Data Analytics. While there are a million questions we could ask film analytics to answers I’m just going to give one example here. It comes from another blog: Math Miners (www.mathminers.com). Basically they took search and social media to determine who should win in a battle between Batman and Superman. Now, whatever side you are on in this debate (Superman, obviously) you have to pick a winner to write a Superman vs Batman movie. Big data and what I’m trying to coin as film analytics (big data analytics for film) can’t do this for you, but it can give you accurate insights to help constrain your choices.

According to Math Miners’ data analysis Americans are much more passionate about batman than Superman. Superman is more often searched in foreign markets, but they seem much less passionate about him. It would appear that Superman ought to lose.

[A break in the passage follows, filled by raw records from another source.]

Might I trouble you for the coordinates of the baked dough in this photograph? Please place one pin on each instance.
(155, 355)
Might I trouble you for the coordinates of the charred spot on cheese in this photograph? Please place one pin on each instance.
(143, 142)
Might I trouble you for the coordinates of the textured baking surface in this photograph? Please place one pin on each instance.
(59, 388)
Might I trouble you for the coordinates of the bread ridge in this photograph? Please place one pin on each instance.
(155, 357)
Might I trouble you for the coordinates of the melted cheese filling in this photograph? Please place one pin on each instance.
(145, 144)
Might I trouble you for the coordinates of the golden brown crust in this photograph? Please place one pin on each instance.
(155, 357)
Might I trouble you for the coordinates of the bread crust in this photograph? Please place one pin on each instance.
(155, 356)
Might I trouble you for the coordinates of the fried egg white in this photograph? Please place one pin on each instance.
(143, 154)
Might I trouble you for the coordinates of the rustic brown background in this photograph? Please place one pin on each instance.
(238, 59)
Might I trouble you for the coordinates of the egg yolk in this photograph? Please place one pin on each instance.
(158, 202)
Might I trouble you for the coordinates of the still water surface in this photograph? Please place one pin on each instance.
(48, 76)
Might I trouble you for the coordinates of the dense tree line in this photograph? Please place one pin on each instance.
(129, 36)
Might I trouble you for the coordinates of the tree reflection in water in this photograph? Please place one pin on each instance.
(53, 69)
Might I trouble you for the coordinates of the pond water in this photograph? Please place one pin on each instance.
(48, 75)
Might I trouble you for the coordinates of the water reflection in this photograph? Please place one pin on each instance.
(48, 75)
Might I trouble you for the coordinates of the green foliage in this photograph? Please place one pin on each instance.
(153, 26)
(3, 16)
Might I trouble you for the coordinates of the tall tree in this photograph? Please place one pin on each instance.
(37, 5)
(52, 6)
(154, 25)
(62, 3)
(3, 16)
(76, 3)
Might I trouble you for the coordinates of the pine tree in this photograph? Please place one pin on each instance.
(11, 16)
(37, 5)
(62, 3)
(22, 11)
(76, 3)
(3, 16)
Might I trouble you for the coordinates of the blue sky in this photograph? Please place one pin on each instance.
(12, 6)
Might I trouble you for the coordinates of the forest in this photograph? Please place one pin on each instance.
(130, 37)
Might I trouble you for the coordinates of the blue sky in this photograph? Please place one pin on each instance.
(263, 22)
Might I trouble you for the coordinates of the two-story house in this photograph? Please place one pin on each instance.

BUT WAIT! This is where analytics and creativity make beautiful babies. Sure, you can go on what seems like the obvious route (there, I ruined the movie for you), but you can also make a creative reversal. Maybe Batman loses? Now you have to really justify this reversal, but you can be certain that Batman lovers are going to have a strong reaction. So, you need to justify and redeem the situation. Perhaps, Batman lets Superman win as part of an elaborate plan and we only realize that later on? Now the audience still doesn’t know who would win in a real fight, but they are really engaged in the story… (I’ve really spoiled the movie for you now!)

Point is, that at every step you can take accurate data to guide your decisions and you can even test them to come to the optimal mix of story and financial product. Film analytics is less like Kryptonite and more peas. Maybe you don’t like them, but they can really help your film fly (like Superman) instead of flop (like… not Superman).

What do you use to track trends or pick story ideas? Have you used any analytic tools or methods and if so, which ones?